You don't need to manually merge them. You can use a space-separated list for the -1 -2/-u/--barcode options.

wvictor14 commented 8 months ago

That's pretty convenient!

like this?

run-trust4 \
  --barcode A_fastq_1 B_fastq_1 \
  --readFormat bc:0:15 \
  -u A_fastq_2 B_fastq_2
mourisl commented 8 months ago

Right.

wvictor14 commented 8 months ago

Thank you for the prompt replies.

One last question, if I don't specify the umi range in barcode, does it automatically get decided as the remaining sequence after the barcode? in this case, 16:-1

I saw this recommended code in other issues, but just wanted to make sure.

mourisl commented 8 months ago

If you need the count in UMI, you shall also use --UMI to specify the UMI file (--UMI A_fastq_1 B_fastq_1), which are the same the barcode files in your case. You also need to add the um:16:-1 to the --readFormat option.

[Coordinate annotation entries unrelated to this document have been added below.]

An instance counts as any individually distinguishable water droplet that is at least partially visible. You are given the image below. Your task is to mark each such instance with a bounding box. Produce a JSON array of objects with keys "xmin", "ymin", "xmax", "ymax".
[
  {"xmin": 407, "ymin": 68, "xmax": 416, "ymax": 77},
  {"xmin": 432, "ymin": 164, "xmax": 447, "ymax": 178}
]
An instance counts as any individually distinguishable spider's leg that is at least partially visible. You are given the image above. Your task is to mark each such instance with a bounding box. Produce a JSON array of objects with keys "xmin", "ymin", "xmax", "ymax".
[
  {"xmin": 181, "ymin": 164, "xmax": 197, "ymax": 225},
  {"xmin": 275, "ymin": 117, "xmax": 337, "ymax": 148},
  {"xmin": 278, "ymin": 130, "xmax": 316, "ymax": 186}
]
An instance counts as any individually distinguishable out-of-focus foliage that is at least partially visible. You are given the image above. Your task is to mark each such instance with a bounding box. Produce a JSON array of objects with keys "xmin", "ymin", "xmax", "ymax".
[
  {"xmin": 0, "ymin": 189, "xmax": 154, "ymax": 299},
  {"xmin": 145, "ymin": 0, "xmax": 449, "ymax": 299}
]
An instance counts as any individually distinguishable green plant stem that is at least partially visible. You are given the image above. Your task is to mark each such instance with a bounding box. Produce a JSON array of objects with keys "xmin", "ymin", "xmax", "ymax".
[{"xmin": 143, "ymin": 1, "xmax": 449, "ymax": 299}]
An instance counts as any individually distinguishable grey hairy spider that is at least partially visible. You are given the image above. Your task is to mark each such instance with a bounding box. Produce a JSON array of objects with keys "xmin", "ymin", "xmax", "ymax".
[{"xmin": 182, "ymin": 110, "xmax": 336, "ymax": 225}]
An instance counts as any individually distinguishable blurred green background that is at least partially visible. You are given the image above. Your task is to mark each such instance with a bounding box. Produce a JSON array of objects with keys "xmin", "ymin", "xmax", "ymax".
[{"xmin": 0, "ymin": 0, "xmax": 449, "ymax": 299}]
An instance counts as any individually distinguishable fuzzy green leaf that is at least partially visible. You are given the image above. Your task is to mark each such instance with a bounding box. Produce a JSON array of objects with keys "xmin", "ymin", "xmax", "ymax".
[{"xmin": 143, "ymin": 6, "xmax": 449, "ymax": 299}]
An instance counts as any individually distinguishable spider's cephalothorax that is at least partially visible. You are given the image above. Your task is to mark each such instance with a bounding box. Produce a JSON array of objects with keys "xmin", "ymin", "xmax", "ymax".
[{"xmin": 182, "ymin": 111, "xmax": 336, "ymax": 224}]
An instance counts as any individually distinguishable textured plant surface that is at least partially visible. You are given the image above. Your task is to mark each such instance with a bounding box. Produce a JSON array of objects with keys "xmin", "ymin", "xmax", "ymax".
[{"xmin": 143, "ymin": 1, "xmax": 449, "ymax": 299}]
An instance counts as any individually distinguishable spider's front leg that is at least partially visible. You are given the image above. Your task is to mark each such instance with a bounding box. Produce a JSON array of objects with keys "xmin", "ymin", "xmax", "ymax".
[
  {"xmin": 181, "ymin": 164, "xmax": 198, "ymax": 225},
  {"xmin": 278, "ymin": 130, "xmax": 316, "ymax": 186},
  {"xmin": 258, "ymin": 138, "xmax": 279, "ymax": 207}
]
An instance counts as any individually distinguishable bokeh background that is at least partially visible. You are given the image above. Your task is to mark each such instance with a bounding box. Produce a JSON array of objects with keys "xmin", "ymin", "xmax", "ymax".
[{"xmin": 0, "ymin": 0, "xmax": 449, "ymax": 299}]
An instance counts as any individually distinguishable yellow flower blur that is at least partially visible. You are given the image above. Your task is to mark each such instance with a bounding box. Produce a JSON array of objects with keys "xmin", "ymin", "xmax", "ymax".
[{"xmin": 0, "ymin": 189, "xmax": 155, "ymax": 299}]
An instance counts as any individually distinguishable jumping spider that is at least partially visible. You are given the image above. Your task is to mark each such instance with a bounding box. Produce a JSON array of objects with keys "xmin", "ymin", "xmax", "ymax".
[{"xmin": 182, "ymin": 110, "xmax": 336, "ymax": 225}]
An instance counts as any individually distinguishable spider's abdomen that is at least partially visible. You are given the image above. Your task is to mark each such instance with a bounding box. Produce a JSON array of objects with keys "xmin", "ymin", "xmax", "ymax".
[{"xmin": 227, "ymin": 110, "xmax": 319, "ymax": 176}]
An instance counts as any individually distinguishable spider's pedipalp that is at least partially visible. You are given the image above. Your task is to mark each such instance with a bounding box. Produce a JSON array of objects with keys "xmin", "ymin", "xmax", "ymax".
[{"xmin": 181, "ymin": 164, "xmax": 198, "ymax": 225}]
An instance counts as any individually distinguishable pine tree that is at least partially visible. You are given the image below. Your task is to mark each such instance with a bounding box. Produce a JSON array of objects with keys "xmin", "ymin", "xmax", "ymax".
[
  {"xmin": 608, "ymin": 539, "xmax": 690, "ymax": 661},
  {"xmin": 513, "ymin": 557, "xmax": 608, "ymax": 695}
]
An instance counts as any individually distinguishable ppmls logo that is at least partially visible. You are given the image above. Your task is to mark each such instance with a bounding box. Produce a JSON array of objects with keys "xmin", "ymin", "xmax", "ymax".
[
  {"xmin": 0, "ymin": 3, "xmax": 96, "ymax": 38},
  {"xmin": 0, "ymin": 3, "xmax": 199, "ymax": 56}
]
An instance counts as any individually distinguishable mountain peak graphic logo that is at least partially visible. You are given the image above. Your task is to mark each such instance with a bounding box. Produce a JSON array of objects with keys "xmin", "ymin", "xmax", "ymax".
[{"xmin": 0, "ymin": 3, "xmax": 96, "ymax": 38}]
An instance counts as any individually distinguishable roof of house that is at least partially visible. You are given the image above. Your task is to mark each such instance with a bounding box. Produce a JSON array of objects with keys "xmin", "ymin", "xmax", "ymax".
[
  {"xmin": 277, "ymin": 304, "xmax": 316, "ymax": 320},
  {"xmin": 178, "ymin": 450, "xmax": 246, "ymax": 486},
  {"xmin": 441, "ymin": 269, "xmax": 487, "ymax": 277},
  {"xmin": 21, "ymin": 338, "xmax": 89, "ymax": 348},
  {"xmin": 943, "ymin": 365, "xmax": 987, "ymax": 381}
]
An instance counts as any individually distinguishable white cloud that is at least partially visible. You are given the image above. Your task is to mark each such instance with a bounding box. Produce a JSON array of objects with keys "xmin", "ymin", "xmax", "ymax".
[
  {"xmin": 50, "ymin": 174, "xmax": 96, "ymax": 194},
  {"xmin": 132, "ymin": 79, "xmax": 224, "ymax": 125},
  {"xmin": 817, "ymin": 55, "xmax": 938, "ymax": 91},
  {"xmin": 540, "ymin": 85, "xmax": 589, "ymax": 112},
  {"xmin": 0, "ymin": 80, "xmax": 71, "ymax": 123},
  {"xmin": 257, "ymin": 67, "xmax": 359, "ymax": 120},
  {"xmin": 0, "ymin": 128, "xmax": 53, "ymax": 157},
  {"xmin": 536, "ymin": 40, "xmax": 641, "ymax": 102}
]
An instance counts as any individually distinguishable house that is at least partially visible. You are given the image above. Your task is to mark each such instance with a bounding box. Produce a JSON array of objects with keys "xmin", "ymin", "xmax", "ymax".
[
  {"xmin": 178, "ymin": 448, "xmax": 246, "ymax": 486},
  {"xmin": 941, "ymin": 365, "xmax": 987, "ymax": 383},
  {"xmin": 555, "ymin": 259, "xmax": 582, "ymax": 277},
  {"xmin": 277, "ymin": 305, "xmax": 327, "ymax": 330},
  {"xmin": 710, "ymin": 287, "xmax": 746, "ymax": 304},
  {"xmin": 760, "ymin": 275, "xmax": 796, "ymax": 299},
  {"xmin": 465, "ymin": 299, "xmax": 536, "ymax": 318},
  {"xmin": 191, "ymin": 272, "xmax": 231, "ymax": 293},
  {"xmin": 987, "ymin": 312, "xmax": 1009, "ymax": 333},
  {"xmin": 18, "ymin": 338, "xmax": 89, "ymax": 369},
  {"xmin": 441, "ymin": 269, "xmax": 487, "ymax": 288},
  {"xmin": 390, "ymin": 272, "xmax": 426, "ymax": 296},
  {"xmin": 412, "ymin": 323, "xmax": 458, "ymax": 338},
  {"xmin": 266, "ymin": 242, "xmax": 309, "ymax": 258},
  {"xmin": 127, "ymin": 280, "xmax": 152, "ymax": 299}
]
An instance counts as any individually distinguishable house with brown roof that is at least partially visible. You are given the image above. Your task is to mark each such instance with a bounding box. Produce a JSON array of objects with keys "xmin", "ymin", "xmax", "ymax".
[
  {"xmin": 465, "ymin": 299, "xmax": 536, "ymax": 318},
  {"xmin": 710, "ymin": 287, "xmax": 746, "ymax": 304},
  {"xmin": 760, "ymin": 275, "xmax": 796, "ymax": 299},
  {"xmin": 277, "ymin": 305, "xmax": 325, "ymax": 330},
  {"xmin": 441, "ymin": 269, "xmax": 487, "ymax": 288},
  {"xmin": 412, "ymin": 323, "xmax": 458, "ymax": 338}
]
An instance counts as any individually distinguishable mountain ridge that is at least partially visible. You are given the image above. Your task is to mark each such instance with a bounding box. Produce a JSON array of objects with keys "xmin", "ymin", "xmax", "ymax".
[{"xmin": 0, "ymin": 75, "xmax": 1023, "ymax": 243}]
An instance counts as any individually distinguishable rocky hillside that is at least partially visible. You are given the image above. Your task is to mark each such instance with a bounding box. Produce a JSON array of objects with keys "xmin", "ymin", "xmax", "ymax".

wvictor14 commented 8 months ago

Would you mind explaining in what cases would one want to have UMI specified? The example in the README for example does not specify umi field for 10x data. And this issue https://github.com/liulab-dfci/TRUST4/issues/217 concluded without having a umi specification in the solution.

mourisl commented 8 months ago

From my experience, if it is regular 5' scRNA-seq data, using UMI and read count to estimate each chains expression level yields very similar results. I think UMI is more crucial for amplified data, i.e. TCR-seq, V(D)J-seq, to reduce the PCR bias.

wvictor14 commented 8 months ago

I see, thank you for answering my questions, this has been very helpful!